In light of the panel I’m speaking on at Camden/Points North, I thought I’d link back to two posts I made on docs awhile back. In the first, I begged for people to stop making feature docs. Yes, really.
To summarize, this is what I said people should do instead: “Make me a really interesting website, that happens to have maybe 20 minutes total of video. In 3 minute segments. Let me trade it, use it, share it, on my phone. Let it actually have an impact instead of just stroking your and your funder’s egos. Let it be interesting and aware of today’s realities. Let it be useful. Let it never play a film festival. Ever.”
Obviously, I was going a bit overboard, but hey, it would be an interesting new route, and no one is doing it yet. Second, and more to the point of our panel on short docs, here’s what I had to say on Etsy back in 2010: “It’s a crime that none of the major documentary festivals have bothered to show the Etsy short docs.”…and I continued:
“Guess what? There’s a few changes afoot in the world: Shorter content; the web; commercially supported films (this is a huge phenomenon barely acknowledged in the fest panel world); an interest in the DIY/Maker community; a slowly changing of forms due to technology…and a few other things.

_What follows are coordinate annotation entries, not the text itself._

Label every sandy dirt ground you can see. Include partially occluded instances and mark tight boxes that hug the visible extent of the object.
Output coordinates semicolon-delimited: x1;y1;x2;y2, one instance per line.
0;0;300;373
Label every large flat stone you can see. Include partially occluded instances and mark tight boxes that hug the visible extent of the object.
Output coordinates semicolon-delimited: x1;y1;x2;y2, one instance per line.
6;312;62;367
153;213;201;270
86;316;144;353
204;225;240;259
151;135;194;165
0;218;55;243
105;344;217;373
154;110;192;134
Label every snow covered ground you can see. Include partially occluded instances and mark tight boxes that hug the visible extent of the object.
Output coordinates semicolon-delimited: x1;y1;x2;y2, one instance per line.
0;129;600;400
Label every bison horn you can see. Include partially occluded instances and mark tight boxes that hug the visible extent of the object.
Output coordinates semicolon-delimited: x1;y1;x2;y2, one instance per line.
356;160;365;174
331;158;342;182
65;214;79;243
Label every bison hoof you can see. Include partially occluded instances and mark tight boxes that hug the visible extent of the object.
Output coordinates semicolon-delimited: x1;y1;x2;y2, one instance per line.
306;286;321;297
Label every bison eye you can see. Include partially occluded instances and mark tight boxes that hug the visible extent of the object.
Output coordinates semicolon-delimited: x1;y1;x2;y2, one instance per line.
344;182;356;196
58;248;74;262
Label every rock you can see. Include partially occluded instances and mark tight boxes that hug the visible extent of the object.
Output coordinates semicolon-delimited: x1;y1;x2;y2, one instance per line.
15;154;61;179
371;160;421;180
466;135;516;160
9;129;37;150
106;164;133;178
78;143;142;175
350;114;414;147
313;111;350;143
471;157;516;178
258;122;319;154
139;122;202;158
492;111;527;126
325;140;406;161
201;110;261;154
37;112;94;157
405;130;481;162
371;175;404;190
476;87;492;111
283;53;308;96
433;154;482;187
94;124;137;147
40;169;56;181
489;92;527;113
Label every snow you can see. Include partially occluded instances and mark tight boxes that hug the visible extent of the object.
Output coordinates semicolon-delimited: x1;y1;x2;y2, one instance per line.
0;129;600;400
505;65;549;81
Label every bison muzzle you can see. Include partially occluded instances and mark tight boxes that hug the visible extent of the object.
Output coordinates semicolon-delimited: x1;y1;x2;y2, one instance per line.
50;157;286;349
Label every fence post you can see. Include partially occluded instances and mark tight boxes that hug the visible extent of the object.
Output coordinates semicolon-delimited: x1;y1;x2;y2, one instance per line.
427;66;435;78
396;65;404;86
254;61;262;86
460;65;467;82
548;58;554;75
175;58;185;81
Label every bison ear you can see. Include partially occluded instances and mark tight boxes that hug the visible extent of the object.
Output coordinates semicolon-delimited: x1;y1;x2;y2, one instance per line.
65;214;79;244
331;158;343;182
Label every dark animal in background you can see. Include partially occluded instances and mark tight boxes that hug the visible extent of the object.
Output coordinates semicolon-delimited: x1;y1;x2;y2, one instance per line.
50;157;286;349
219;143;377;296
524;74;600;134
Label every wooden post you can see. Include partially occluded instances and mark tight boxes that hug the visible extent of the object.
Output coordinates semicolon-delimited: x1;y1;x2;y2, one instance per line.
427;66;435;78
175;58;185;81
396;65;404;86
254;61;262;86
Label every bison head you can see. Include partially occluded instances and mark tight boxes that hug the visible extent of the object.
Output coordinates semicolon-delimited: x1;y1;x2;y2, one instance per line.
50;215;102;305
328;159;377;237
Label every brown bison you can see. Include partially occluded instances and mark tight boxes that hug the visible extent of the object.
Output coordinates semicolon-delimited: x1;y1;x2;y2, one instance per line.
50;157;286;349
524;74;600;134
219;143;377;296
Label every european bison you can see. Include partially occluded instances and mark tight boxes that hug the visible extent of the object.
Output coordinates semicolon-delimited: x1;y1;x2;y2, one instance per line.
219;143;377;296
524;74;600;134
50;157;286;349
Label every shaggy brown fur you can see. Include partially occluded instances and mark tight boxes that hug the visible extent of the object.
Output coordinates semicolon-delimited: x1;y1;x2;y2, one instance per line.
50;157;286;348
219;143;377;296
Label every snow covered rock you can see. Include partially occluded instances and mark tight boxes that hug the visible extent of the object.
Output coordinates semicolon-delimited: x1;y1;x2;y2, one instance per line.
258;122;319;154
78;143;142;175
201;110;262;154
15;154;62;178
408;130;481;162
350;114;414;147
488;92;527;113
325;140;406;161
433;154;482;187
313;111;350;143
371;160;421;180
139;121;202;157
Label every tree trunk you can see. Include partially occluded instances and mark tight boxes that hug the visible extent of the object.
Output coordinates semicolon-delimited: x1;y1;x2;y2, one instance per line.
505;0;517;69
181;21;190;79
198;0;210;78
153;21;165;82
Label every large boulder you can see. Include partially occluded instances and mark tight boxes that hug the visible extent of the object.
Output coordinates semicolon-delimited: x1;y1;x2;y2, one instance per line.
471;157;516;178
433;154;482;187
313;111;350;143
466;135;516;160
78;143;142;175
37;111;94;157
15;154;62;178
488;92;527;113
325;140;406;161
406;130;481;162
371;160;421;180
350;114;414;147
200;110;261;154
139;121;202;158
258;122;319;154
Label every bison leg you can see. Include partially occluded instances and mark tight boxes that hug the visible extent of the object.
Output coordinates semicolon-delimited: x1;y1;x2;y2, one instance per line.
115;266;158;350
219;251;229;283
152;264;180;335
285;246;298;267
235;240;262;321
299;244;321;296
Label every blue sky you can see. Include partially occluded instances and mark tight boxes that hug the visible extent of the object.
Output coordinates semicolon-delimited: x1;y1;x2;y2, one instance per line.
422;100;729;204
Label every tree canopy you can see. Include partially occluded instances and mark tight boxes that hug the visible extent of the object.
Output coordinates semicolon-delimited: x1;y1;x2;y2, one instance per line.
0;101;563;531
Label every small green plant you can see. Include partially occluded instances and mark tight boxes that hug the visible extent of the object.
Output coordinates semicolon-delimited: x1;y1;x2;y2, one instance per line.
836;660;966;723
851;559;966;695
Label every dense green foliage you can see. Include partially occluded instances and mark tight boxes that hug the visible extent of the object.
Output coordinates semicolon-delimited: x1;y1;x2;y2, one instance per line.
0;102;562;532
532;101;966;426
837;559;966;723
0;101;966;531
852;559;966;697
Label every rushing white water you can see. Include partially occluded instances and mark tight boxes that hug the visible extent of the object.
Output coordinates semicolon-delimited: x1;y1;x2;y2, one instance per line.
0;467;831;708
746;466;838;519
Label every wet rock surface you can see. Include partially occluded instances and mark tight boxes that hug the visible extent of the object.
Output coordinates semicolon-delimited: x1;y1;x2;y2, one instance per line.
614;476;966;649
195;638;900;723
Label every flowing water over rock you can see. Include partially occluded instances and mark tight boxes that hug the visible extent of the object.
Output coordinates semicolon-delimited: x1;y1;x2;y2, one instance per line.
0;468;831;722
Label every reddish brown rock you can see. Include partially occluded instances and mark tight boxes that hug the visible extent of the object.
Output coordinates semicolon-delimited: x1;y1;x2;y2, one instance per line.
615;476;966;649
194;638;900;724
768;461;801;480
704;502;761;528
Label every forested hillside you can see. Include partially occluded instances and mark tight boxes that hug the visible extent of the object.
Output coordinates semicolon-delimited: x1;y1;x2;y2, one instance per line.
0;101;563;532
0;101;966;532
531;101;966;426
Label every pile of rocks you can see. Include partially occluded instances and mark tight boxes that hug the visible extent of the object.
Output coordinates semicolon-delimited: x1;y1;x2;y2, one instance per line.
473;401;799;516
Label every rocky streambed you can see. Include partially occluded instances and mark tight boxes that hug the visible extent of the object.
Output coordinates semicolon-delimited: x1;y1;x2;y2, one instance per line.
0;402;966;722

All of them are perfectly encapsulated in the Etsy docs. They raise ethical and other issues for the field – no more so than some other practices, but a good conversation could be had, for example, on the ethics of selling the products of the artisan you are documenting – and this alone makes it worthy of inclusion in a doc line-up. Plus, they work. Short, sweet…and money making. They may fail with this experiment, but mark my words, some version of this is the future of the doc, and we should be part of the conversation – instead of excluding them from the party, they should be welcomed.”
I agree with myself. Glad to see we can have this conversation with Etsy and others this weekend. I’m looking forward to the dialogue.